Although we live in a world where humans are separated by man-made boundaries, as physicians we care without boundaries. Personally, global outreach in ocular oncology has been a precious learning experience for me and has helped me grow as an individual. This journey would not have been possible without continuous encouragement by my mentors. Dr. Jerry Shields instilled in me the most important values in medicine—patient care with patience and the power of honest communication. The biggest lessons that Dr. Carol Shields taught me were to remain organized and consistent in work—be it patient care guidelines, practice pattern, or documentation, and the value of time. Cost-effective medical care, the power of systematic surgery with due respect to oncological principles and adherence to protocols are the lessons that I carry forward from my primary fellowship mentor Dr. Santosh Honavar.
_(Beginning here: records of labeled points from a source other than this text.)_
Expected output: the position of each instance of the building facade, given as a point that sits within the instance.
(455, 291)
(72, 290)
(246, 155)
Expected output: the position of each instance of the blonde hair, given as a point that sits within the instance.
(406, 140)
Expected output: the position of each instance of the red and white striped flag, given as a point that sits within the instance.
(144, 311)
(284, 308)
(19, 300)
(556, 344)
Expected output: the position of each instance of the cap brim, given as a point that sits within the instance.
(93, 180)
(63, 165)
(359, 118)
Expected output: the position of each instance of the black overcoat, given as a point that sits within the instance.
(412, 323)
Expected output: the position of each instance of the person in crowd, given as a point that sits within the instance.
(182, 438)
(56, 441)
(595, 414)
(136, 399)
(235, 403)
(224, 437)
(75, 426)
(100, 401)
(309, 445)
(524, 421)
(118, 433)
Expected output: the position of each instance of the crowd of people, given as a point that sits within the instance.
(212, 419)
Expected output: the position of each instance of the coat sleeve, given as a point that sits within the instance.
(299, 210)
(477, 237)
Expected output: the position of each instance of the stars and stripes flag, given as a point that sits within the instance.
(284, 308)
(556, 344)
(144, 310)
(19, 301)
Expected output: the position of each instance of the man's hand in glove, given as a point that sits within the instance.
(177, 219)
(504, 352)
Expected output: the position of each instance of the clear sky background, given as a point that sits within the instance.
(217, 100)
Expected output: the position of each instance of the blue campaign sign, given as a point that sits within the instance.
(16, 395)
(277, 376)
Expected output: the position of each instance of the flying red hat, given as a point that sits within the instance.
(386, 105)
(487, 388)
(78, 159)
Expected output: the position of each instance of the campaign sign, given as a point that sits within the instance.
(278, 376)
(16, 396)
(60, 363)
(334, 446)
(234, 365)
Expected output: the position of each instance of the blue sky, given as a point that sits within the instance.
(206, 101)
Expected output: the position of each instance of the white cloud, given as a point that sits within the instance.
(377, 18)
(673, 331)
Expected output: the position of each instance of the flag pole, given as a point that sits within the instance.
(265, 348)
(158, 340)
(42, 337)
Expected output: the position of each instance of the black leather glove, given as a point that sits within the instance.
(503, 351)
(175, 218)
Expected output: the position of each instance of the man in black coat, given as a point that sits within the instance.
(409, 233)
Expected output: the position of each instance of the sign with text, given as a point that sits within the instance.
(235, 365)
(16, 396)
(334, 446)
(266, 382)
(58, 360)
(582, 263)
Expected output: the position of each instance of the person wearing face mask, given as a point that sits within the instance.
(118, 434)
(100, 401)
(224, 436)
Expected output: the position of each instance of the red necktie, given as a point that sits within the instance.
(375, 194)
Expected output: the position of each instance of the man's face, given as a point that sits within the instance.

I strongly believe in the mantra “Be the change you wish to see in the world” by Mahatma Gandhi and try my best to incorporate it in every sphere of my professional life. I very sincerely encourage all my colleagues to set aside at least 5% of their workdays for outreach medical missions sans barriers or boundaries—I am sure they will enjoy it and cherish it as one of the most treasurable professional aspects of their lives.

Acknowledgements

I am extremely thankful to Dr. Gullapalli N. Rao, Founder-Chairman, LV Prasad Eye Institute, Hyderabad, India for the inspiration. I would like to express my gratitude to Dr. Dennis Lam, C-MER Eye Hospital, Shenzhen, China for the guidance and grit. I thank Dr. Jing Zhang, Dr. Jiejun Xia and, other colleagues of Women's and Children's Medical Center, Guangdong, China for being a wonderful workforce and an endearing team. My most sincere thanks and appreciation to Dr. Ebby Elahi and Virtue Foundation, New York, USA for the precious opportunity to be part of the innovative and forward-thinking organization.